George Hajishengallis is the Thomas W. Evans Centennial Professor in the Department of Basic & Translational Sciences in the School of Dental Medicine at the University of Pennsylvania.
Triantafyllos Chavakis is a professor and director of the Institute for Clinical Chemistry and Laboratory Medicine at the University Hospital Carl Gustav Carus, Technische Universität (TU) Dresden, Germany.

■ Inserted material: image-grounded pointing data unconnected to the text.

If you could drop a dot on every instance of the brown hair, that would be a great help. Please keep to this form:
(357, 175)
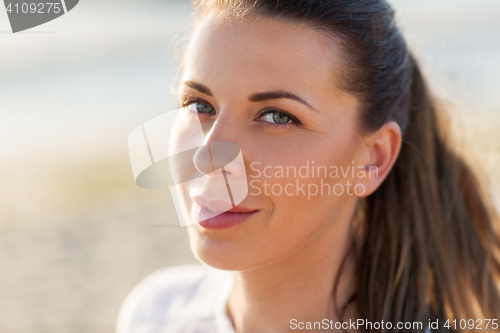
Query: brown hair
(425, 246)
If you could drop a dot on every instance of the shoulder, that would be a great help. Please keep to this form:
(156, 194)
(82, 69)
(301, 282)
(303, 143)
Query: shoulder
(170, 299)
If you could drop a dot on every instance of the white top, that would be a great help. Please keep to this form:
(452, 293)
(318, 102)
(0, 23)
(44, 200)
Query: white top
(183, 299)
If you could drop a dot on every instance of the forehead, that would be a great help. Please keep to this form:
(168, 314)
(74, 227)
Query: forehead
(255, 53)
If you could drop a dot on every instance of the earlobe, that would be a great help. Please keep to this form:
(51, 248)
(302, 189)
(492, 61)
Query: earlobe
(383, 149)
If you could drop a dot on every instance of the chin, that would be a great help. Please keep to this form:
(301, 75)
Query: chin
(231, 255)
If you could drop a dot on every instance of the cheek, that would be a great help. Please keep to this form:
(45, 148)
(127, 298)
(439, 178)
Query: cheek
(304, 185)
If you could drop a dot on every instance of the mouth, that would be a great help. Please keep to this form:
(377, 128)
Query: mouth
(215, 215)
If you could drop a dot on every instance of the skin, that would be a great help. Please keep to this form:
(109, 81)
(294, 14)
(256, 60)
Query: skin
(285, 258)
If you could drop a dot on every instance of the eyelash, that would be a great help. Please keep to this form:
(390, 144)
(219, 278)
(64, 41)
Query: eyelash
(295, 121)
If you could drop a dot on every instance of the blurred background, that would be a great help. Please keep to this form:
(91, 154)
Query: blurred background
(76, 233)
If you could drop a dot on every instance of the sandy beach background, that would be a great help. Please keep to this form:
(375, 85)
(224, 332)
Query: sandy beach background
(76, 234)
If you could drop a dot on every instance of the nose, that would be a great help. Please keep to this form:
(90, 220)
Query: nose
(219, 155)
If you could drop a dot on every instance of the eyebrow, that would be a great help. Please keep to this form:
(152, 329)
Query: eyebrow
(258, 97)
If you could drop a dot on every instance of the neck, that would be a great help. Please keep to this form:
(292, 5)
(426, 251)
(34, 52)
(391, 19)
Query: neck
(300, 286)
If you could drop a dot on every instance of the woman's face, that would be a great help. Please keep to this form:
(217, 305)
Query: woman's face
(269, 87)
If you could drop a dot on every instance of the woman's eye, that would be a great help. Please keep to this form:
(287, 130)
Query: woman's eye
(201, 107)
(279, 118)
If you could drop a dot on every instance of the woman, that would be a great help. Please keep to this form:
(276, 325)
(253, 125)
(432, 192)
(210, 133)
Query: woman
(360, 215)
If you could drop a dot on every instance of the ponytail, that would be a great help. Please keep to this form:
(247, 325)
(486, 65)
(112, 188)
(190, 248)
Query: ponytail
(427, 248)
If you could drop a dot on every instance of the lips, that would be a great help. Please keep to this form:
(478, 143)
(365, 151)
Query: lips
(220, 214)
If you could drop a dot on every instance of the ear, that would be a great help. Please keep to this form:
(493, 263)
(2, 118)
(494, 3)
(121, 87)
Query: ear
(381, 151)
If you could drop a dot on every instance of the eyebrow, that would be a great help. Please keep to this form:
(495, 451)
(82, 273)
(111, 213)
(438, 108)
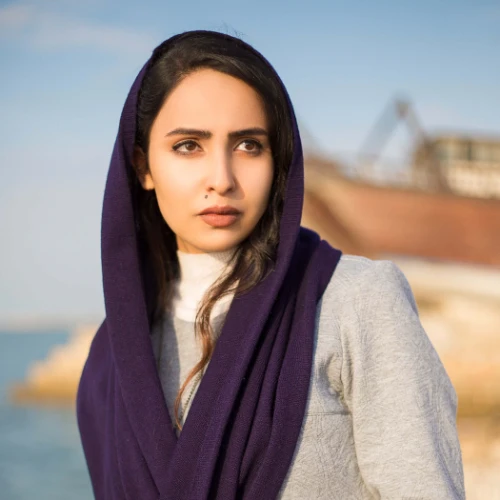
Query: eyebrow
(205, 134)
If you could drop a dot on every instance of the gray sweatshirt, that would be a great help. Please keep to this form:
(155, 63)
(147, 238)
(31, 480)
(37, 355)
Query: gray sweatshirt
(380, 421)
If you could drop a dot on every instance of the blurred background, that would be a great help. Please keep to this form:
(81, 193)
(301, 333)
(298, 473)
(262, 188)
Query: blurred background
(398, 105)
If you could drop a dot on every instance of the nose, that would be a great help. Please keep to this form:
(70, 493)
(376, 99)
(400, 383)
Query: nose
(221, 177)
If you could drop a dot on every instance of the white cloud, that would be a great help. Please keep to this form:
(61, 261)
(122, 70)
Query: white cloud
(28, 23)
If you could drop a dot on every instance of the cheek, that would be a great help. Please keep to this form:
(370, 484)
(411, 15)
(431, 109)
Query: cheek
(258, 187)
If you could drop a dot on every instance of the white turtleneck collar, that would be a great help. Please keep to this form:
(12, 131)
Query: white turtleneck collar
(198, 272)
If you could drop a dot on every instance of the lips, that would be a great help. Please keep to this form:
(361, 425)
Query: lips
(220, 216)
(220, 210)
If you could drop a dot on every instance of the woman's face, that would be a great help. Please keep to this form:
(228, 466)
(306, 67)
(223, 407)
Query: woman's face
(209, 150)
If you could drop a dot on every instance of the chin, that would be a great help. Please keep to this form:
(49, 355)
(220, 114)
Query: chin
(218, 242)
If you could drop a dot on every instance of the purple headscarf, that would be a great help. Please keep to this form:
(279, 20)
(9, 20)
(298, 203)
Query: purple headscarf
(241, 432)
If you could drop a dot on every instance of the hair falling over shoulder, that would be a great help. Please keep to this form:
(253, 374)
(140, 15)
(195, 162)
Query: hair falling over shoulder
(255, 256)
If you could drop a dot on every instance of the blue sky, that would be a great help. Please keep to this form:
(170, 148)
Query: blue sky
(67, 66)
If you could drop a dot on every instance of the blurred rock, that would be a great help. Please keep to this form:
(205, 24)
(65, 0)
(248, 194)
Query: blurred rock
(55, 379)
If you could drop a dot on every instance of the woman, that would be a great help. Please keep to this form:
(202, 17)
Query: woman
(242, 357)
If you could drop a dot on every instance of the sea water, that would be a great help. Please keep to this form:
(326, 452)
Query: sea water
(40, 451)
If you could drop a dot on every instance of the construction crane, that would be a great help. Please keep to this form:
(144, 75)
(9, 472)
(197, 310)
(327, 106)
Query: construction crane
(424, 162)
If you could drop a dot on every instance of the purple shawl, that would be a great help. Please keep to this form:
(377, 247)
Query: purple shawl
(242, 429)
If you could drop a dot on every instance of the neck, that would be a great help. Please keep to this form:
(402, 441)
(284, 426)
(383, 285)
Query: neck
(198, 272)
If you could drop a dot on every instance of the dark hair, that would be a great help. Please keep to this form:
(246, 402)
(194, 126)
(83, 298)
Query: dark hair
(170, 63)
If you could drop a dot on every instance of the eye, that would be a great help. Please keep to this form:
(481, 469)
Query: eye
(185, 147)
(250, 146)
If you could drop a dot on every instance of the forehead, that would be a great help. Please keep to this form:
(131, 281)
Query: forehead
(213, 100)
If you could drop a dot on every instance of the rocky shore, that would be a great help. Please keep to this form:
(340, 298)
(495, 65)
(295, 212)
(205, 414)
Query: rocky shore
(459, 308)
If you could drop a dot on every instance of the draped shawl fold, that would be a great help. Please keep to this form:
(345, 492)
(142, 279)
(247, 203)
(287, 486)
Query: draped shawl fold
(242, 429)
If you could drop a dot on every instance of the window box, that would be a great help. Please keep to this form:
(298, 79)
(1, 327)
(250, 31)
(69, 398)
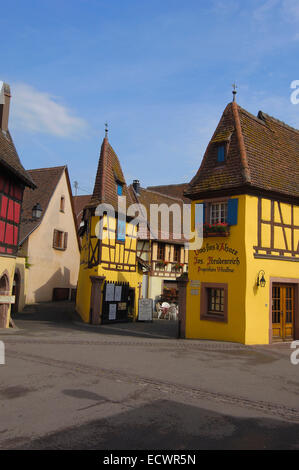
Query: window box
(177, 267)
(161, 264)
(220, 229)
(214, 301)
(60, 240)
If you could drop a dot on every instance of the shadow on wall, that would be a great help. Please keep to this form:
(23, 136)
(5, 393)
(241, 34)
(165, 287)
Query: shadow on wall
(44, 293)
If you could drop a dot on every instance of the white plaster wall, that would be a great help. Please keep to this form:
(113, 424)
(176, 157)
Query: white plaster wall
(50, 267)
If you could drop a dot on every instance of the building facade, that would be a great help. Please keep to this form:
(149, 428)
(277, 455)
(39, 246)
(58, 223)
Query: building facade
(164, 257)
(13, 180)
(243, 283)
(110, 282)
(48, 240)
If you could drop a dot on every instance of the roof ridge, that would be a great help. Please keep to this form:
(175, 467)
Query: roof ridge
(242, 148)
(48, 168)
(278, 121)
(163, 194)
(166, 185)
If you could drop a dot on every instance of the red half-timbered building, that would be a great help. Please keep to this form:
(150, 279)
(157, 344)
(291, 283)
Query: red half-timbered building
(13, 180)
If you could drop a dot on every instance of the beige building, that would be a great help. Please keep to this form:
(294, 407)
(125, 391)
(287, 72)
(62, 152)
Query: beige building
(48, 242)
(164, 259)
(13, 180)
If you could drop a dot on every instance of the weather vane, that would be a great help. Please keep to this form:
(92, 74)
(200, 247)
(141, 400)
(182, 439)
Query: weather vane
(234, 85)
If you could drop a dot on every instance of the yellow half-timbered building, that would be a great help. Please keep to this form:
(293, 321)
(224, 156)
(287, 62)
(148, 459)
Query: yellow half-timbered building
(109, 282)
(243, 282)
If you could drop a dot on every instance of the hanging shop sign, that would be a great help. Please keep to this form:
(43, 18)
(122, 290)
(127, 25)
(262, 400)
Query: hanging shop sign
(216, 257)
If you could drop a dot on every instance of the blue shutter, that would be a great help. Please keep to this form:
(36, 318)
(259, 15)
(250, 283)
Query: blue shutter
(221, 153)
(121, 230)
(119, 189)
(232, 211)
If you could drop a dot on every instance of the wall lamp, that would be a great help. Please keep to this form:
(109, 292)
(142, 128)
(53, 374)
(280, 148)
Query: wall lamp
(37, 211)
(261, 281)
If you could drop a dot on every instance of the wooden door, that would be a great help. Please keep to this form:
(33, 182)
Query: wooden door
(96, 300)
(283, 310)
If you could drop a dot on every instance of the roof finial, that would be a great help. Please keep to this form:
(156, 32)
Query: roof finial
(234, 85)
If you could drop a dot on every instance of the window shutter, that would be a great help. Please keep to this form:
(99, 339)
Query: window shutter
(232, 211)
(65, 240)
(200, 209)
(54, 238)
(121, 230)
(221, 153)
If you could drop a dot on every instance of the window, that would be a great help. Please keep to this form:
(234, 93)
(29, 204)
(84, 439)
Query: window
(216, 301)
(119, 189)
(218, 213)
(121, 230)
(177, 254)
(213, 302)
(59, 240)
(221, 154)
(161, 251)
(62, 203)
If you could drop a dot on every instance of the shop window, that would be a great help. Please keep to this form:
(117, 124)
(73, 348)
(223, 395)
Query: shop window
(215, 301)
(62, 203)
(218, 213)
(213, 305)
(60, 240)
(161, 251)
(177, 254)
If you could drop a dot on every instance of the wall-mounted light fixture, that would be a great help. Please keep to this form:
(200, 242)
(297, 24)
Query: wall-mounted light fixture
(37, 211)
(261, 281)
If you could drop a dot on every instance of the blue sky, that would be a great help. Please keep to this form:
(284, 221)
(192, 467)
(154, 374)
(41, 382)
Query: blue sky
(160, 72)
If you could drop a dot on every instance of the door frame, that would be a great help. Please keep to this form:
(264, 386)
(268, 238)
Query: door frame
(4, 291)
(295, 283)
(95, 317)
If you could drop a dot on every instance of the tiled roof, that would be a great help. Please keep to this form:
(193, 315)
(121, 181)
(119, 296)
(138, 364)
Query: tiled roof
(263, 154)
(146, 197)
(10, 160)
(46, 180)
(175, 190)
(108, 174)
(79, 203)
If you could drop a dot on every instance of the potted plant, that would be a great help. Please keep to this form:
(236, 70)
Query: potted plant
(161, 264)
(218, 229)
(177, 266)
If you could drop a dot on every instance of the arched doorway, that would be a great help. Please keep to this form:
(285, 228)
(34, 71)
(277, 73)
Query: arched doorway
(16, 291)
(4, 290)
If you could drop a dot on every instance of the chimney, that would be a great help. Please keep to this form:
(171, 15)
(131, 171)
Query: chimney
(136, 186)
(4, 106)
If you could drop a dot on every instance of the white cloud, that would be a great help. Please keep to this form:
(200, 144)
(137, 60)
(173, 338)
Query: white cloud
(39, 112)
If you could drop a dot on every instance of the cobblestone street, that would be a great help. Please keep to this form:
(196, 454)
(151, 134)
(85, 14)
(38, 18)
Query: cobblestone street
(66, 385)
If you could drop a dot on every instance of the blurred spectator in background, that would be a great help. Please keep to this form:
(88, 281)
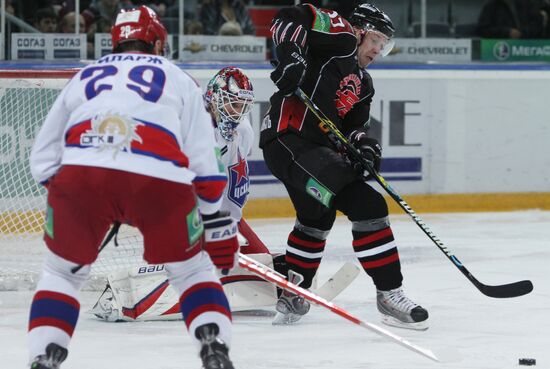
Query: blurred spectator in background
(230, 28)
(104, 11)
(45, 20)
(193, 27)
(512, 19)
(214, 13)
(68, 24)
(159, 6)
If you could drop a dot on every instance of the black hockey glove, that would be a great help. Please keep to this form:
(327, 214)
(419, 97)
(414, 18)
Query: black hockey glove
(369, 147)
(290, 68)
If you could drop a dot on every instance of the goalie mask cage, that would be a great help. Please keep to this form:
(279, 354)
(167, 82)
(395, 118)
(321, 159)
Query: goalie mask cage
(25, 99)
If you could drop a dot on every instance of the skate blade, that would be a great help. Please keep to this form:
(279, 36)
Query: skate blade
(285, 319)
(393, 322)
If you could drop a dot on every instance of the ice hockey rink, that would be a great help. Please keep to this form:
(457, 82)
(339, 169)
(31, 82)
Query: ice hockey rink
(468, 329)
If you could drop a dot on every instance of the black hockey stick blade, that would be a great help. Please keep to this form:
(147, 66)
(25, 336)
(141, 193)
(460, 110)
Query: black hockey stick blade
(515, 289)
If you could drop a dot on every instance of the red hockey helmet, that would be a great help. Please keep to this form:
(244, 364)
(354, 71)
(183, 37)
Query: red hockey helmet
(229, 97)
(139, 24)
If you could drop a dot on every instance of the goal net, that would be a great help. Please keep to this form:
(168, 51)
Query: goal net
(25, 99)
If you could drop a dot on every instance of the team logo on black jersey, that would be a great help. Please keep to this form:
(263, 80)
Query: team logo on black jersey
(238, 181)
(347, 94)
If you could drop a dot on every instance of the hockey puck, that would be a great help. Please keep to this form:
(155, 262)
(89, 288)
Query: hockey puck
(527, 361)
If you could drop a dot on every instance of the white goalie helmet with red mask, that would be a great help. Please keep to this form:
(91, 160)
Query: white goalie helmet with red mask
(229, 97)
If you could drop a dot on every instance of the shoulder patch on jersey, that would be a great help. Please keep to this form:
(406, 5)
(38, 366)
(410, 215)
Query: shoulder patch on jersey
(218, 153)
(239, 182)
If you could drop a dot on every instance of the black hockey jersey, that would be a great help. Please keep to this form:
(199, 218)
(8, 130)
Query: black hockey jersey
(333, 80)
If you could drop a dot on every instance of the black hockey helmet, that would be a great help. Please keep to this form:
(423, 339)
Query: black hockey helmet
(369, 18)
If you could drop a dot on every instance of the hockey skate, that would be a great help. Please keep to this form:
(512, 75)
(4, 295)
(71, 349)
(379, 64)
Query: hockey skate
(55, 355)
(399, 311)
(290, 307)
(214, 352)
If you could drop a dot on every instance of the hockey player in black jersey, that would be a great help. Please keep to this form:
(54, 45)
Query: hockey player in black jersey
(327, 56)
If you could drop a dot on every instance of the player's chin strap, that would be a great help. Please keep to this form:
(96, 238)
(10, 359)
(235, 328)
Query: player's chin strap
(342, 144)
(272, 276)
(112, 233)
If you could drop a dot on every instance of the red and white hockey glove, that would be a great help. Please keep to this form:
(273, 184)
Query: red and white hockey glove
(220, 233)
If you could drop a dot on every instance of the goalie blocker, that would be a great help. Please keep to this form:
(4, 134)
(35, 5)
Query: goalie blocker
(143, 293)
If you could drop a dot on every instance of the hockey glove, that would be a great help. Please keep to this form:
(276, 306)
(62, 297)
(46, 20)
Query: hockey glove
(220, 232)
(369, 147)
(290, 69)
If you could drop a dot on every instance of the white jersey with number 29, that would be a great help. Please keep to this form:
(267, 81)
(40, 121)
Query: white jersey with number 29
(137, 113)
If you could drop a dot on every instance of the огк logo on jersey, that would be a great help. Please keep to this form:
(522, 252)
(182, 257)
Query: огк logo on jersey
(347, 94)
(238, 181)
(111, 132)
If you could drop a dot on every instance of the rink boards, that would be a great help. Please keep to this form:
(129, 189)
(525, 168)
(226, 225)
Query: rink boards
(455, 137)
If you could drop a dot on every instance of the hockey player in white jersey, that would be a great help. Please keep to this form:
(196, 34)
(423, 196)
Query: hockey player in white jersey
(128, 140)
(142, 292)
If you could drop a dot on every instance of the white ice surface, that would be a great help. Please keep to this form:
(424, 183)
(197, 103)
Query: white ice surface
(489, 333)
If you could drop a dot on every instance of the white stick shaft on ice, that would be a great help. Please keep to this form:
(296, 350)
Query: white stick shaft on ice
(272, 276)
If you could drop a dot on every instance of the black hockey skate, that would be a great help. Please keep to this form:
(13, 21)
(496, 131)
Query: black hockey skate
(290, 307)
(399, 311)
(55, 355)
(214, 352)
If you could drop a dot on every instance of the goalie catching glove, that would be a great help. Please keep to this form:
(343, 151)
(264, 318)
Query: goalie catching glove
(369, 147)
(220, 233)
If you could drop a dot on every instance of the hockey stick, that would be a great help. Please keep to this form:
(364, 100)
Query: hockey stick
(328, 127)
(272, 276)
(112, 233)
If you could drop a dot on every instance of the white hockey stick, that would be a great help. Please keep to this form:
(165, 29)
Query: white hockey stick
(271, 276)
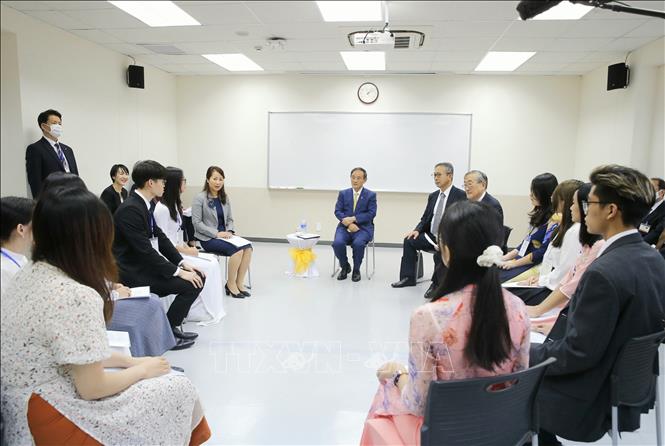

Other authors are Hui Wang of the School of Dental Medicine at the University of Pennsylvania and Sichuan University; Anisha U. Shah of the School of Dental Medicine at the University of Pennsylvania; Xiaofei Li of the School of Dental Medicine at the University of Pennsylvania and Shanghai Jiao Tong University; Jun Wang and Ling Ye of Sichuan University; Nora Haacke, Marko Barovic, Adelina Botezatu, Kyoung-Jin Chung, Bettina Gercken , Aikaterini Hatzioannou, Kosuke Nagai, Mangesh T. Jaykar, Martina Rauner, and Ben Wielockx of TU Dresden; Lydia Kalafati of TU Dresden and the Institute of Radiopharmaceutical Cancer Research; Giulia Trimaglio and Shu Yan of TU Dresden and the National Center for Tumor Diseases, Partner Site Dresden; and Mihai G. Netea of Radboud University Medical Center and the University of Bonn.
This work was supported by grants from the Stiftung für Pathobiochemie und Molekulare Diagnostik (to N.H.), the Deutsche Forschungsgemeinschaft (SFB-TRR369 to T.C., L.K., M.R., and B.W.) and the NIH (DE031206 and DE033643 to G.H.). T.C. is also supported by the European Research Council (LOSYSINCHRON), the Saxon State Ministry of Science, Culture and Tourism (SMWK), and the Deutsche Forschungsgemeinschaft (SFB-TRR332).